This post was originally published on https://www.mdsec.co.uk/blog/ when I was under employment of MDSec Consulting Limited in the United Kingdom. This is mirrored on my own blog for archiving reasons.
A key step in an adversary simulation is the reconnaissance phase which almost always requires obtaining e-mail addresses for employees within the organisation. LinkedIn is probably one of the most widely used sources for reliable profiling of employees.
Although a great source of information, not many tools are readily available to the public for scraping this information and obtaining a list of e-mail addresses. Existing tools were using the LinkedIn API or were non-functional due to the numerous user interface (UI) updates over the past year.
The ActiveBreach team found a reliable scraping method produced by Danny Chrastil (@DisK0nn3cT) which was available here. This tool was modified and improved upon for our requirements to streamline the process of collection.
The original scraper by Danny Chrastil was modified in the following ways to improve and suit ActiveBreach’s operational requirements for performance scraping of LinkedIn.
Fixed to work with latest UI
Changed query to focus on using LinkedIn’s company filter after automatic discovery of company ID.
Automated e-mail prefix detection for a given company domain name. This is used in scenarios where we are attacking a client and we do not know their e-mail format
For preparation purposes, a LinkedIn account needs to be created. All you have to do is take that new account and connect it with an active account that you use. That will then allow the account to see all your connections up to the 3rd degree. If the account cannot see many people in a target company it is suggested that you go ahead and connect to a few key members of their company that may have a lot of contacts — such as HR.
Additionally, you will require a Hunter.io API key. You can register for one at https://hunter.io
The idealistic scenario would be that the operator only has to insert a company name, and all the intelligence gathering and scraping will be performed automatically and a list of e-mails comes out on the other end. LinkedInt is not at this level yet.
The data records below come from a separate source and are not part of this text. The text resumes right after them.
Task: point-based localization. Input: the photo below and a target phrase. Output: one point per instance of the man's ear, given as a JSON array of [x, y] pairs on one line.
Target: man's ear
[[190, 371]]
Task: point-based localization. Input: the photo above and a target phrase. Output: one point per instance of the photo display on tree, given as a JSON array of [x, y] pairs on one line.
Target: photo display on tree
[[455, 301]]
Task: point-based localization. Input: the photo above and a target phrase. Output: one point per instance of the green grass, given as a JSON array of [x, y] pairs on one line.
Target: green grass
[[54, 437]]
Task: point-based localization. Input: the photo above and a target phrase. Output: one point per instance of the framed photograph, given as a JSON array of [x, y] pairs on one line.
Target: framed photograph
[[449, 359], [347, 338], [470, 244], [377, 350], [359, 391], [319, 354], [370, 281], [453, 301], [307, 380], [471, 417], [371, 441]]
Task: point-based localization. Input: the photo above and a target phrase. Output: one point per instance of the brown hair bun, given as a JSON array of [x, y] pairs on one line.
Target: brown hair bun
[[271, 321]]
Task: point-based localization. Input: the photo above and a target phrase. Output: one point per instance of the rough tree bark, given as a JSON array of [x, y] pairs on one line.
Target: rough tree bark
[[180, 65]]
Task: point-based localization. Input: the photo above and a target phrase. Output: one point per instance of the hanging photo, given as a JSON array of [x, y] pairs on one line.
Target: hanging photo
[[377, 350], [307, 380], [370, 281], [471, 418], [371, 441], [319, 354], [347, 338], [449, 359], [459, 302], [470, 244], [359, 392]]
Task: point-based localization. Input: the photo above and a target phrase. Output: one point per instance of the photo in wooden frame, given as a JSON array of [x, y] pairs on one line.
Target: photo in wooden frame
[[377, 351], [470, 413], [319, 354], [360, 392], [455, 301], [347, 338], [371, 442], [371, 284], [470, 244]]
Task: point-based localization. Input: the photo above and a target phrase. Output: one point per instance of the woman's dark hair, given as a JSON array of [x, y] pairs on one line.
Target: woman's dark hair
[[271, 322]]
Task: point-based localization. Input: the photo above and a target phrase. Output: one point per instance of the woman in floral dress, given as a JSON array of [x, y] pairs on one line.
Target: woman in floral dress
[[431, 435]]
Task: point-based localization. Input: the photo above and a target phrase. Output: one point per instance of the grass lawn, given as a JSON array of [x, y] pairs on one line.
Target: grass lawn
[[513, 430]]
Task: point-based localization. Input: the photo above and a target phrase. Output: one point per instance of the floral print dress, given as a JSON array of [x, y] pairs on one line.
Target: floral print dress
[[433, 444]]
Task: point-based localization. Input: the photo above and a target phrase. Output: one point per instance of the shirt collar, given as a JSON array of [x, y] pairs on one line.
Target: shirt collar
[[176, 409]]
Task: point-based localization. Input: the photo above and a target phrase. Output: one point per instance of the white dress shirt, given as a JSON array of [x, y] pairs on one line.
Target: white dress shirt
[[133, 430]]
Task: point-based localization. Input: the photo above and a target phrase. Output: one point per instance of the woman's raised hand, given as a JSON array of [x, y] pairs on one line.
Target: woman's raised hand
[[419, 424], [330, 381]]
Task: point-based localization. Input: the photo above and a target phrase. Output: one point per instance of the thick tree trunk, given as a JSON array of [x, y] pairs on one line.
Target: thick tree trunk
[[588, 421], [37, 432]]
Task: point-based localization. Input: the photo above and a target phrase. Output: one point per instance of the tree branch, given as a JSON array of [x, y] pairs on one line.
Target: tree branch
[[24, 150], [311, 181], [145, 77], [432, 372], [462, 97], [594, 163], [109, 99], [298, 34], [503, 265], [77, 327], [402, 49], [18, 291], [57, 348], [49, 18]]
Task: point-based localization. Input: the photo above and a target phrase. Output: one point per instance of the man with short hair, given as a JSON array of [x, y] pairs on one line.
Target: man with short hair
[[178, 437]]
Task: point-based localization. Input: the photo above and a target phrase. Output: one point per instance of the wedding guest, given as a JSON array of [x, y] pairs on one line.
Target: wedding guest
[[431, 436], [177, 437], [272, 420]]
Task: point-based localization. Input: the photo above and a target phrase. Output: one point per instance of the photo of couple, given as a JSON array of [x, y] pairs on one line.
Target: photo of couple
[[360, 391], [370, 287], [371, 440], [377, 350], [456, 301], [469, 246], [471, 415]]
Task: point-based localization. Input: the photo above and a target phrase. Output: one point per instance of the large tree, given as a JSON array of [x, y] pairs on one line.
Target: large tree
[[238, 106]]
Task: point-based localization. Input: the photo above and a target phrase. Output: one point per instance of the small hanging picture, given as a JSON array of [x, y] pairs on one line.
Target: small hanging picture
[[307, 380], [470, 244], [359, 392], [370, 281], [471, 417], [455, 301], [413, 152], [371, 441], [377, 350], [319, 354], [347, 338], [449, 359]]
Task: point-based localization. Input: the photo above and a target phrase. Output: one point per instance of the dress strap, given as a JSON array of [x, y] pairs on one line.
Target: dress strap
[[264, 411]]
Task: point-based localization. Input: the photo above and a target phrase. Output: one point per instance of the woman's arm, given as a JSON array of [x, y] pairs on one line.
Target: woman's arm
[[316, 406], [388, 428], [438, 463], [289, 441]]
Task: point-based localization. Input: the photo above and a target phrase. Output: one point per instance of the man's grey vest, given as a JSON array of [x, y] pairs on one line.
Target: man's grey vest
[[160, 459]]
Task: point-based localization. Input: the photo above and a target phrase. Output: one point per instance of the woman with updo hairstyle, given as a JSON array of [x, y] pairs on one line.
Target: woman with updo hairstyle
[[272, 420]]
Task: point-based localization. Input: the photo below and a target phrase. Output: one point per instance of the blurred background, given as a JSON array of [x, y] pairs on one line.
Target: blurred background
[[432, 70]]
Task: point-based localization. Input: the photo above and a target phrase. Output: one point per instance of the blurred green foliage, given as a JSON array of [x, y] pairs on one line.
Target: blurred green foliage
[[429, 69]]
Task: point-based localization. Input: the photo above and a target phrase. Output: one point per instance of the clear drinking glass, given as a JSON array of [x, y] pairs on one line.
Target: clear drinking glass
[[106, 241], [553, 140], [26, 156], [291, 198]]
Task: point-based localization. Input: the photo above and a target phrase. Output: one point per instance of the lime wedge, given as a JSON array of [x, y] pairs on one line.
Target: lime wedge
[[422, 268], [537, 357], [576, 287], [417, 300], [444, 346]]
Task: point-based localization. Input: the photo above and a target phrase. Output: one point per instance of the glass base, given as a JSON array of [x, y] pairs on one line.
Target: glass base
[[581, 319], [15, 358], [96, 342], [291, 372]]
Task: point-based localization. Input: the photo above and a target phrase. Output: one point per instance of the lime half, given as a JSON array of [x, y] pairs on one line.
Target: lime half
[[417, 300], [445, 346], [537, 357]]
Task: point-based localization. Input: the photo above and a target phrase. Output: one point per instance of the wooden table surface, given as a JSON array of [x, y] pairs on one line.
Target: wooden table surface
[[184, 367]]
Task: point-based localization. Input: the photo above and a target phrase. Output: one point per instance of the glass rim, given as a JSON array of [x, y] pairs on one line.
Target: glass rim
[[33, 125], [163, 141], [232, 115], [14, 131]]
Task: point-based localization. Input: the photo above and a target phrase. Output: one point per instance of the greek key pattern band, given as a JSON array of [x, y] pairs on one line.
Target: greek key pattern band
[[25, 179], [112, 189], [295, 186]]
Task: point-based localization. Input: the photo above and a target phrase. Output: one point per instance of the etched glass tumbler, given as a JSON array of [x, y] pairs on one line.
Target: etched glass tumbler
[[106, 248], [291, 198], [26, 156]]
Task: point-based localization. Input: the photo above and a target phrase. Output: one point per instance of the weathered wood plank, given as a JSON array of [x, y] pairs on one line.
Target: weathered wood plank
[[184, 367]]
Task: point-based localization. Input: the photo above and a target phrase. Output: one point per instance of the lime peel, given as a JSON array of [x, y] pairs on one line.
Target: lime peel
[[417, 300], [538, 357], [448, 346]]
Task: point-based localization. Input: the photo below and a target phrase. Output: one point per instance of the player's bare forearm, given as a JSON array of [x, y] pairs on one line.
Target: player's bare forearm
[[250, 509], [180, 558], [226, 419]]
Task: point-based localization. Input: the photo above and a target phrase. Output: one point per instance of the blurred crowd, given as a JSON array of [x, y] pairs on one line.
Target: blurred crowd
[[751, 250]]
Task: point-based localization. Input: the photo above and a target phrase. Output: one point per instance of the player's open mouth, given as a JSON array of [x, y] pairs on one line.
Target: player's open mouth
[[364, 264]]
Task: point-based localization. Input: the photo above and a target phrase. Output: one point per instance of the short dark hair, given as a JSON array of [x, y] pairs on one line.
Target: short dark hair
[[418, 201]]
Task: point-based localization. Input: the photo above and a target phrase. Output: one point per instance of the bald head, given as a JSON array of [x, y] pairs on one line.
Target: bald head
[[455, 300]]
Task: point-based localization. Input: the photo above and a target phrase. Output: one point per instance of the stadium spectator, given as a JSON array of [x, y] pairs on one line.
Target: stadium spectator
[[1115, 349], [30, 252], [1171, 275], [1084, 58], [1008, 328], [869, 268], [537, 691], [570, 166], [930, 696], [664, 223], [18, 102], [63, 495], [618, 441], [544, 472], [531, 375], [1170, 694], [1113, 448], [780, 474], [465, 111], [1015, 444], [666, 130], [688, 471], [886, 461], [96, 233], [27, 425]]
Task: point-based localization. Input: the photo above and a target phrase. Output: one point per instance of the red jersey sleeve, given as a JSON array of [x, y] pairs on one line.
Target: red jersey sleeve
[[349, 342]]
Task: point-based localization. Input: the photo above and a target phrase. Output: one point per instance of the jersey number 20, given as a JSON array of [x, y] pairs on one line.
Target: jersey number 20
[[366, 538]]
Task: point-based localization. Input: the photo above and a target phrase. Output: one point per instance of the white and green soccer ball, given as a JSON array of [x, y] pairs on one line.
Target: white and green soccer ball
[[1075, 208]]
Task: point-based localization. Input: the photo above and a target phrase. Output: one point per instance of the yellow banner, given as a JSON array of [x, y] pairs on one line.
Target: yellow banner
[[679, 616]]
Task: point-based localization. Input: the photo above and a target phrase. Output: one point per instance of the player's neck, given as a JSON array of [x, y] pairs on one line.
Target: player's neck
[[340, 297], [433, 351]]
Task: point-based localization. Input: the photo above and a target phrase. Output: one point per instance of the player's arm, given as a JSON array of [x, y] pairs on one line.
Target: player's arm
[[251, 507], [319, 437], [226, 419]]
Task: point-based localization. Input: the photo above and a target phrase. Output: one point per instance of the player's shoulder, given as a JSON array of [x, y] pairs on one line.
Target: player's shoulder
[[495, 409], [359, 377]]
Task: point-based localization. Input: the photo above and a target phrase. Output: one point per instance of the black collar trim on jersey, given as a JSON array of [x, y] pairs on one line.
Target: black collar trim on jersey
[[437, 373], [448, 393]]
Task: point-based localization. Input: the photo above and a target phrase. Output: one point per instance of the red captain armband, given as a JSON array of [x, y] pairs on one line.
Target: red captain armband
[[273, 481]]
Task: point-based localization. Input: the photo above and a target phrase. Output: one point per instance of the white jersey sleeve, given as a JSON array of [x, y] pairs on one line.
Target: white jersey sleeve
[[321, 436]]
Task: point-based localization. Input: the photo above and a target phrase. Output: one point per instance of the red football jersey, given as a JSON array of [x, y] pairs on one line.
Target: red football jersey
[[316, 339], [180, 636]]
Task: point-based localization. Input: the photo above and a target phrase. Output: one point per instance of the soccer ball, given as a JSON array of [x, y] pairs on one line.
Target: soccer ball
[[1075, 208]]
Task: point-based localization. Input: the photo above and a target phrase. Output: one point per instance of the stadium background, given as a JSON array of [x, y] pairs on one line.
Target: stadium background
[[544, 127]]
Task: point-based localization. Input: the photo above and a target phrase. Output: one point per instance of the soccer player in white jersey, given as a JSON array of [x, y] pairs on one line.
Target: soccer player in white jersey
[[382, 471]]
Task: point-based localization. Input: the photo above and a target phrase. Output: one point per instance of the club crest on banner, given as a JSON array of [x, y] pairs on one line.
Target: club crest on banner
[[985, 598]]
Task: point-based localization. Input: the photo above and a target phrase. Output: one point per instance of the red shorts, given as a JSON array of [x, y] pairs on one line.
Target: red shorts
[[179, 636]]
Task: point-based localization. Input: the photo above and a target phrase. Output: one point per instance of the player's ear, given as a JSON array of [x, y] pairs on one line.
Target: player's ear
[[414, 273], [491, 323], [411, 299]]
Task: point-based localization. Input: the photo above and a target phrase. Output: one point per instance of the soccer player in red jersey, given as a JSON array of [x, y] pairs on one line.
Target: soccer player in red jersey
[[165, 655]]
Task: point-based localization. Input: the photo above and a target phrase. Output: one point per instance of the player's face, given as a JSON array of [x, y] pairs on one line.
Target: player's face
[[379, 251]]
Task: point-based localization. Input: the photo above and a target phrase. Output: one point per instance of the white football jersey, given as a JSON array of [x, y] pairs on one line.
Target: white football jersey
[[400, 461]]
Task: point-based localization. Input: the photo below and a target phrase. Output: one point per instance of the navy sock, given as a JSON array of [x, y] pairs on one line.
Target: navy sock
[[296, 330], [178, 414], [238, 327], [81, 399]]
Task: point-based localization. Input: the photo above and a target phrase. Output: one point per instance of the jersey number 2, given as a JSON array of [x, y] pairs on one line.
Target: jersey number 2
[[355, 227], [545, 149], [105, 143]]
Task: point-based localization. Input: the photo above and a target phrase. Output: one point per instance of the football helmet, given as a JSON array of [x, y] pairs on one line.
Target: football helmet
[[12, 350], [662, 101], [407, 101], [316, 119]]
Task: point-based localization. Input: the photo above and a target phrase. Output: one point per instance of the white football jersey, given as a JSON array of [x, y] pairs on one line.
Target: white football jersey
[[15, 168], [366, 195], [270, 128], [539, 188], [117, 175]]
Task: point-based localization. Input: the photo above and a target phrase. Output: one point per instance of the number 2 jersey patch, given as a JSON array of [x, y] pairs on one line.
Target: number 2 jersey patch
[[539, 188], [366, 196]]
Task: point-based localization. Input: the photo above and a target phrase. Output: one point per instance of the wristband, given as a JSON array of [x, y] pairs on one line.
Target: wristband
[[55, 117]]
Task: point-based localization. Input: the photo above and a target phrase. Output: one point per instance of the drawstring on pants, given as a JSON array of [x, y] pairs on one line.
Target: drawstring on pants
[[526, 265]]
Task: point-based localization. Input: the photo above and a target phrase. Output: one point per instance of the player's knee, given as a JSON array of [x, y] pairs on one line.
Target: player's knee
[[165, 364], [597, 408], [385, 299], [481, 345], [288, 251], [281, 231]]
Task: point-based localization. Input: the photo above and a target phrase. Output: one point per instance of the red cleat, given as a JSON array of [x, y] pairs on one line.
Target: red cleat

Currently the operator must navigate a number of choices and options within the tool. The following video shows an example usage:
In the future, we hope to develop this to the level where only the Company name is required and all other aspects are performed automatically with no intervention required. Furthermore, support for horizontal scraping and the ability to mass predict company names to company domains then convert these to email prefixes is a desired feature. We would also like to add Natural Language Processing (NLP) to discover the types of roles and departments that could allow us to separate departments and groups of employees for brief visualisation of relationships.